Trisha Brown’s Accumulation is set to the Grateful Dead’s “Uncle John’s Band,” a song that itself is expressly referential to its bluegrass and Americana influences. This piece, along with two (Spanish Dance, 1973 and Line Up, 1976) set to Bob Dylan’s version of the Gordon Lightfoot tune “Early Mornin’ Rain,” stands stark against the rest of Brown’s early work of the 1960s and ’70s: a silent, site-specific era. By the 1980s, Brown introduced music more frequently when she transitioned to a new phase of proscenium pieces. The selection leaned mostly classical or experimental, Bach or Laurie Anderson. Somehow this one-off four-and-half-minute gem to the Dead feels like Brown at her most Brown: at once mathematical and wildly free. The dance unfolds in a manner measured and steady, but also with an allure that asks you to come get lost in its groove. First performed at an NYU gymnasium in 1971, the year after “Uncle John’s Band” was released, Accumulation most recently took life at the Kaatsbaan festival in upstate New York.
The first stop on a two-part journey through the grounds of the Kaatsbaan Cultural Park, the Trisha Brown Dance Company’s “In Plain Site” program began in silence at the bottom of a grassy hollow, audience members dotting its slope on a crisp and sun-drenched September afternoon. The chatter waned as a weight-sharing exercise between pairs of dancers became increasingly interesting. No longer set up or warm up, this standing see-saw of dancers held together by two wooden “seats” and rope gently coaxed everyone’s attention from the mountain sunset splendor. After a handful of pieces with varied combinations of dancers, almost all in silence, Accumulation concluded the program. One dancer stood as if about to address the audience. She cast a long shadow as the opening notes of “Uncle John’s Band” floated from the speakers.

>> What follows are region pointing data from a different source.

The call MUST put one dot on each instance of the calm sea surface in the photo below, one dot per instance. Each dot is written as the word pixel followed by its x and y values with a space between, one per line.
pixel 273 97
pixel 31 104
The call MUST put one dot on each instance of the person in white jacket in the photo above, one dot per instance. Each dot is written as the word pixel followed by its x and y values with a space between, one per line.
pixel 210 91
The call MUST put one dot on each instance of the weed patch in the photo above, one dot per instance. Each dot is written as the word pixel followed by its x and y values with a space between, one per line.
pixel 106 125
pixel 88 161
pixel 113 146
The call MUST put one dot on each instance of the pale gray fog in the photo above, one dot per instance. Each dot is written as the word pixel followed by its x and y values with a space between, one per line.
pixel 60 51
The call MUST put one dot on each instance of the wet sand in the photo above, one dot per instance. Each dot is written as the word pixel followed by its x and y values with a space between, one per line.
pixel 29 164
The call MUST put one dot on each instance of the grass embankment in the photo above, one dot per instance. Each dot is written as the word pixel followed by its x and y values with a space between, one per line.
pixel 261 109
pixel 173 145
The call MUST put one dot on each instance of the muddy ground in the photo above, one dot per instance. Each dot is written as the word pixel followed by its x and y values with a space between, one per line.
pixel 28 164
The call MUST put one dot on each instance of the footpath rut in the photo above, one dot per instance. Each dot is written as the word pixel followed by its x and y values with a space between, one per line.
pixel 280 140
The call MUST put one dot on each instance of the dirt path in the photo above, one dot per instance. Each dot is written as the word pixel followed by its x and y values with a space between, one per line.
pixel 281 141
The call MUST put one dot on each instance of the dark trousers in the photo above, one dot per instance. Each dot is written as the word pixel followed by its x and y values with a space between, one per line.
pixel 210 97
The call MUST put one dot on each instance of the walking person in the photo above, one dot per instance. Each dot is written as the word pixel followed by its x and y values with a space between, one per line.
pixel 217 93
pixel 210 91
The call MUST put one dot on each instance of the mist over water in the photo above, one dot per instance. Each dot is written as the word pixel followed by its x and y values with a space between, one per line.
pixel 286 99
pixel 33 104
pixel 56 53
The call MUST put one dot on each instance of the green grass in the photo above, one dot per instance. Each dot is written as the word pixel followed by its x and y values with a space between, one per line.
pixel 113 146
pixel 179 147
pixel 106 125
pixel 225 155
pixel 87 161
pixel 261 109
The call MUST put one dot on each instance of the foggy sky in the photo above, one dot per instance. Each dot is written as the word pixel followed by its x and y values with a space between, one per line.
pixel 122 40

Robert Hunter’s lyrics brim with mysterious yet familiar imagery, like curios at an antique shop. “It’s a buck dancer’s choice my friend; better take my advice / You know all the rules by now and the fire from the ice.” Just like the tradition of the Appalachian clogging buck dancer, the Trisha Brown soloist follows the prescribed formula, the rules of the dance, filtering the movement through her personal choices. Like Hunter’s allusion to the Robert Frost poem1 giving equal weight to the powers of fire and ice, the choreography balances cool minimalism with heated hip swivels, stringing the gestures along in gooey succession.
This duality—structured yet flowing—imbues much of Brown’s choreography. It is particularly concentrated in this capsule of a dance. The first gestures are ones of offering: thumb out, an outstretched hand to the audience. The wrist twists back and forth, and then like pressing the button on a Push Puppet, the dancer collapses at joints and restacks. Each time she introduces a new gesture, she assimilates it into her body as the move takes its place within the ever-growing sequence.
No single ingredient in the alchemy of Accumulation is more necessary than any others. While the pastoral backdrop heightened the organic qualities of the work, even in the sterile environment of a white-cube museum gallery, the dance thrills. And although the original (my favorite) version includes “Uncle John’s Band,” the piece can stand strong in silence or in a spoken monologue. As for the body language: Brown lives on in her choreography, but each new dancer interprets the movements in their own idiosyncratic way.
- Robert Frost, “Fire and Ice,” 1920, Harper’s Magazine.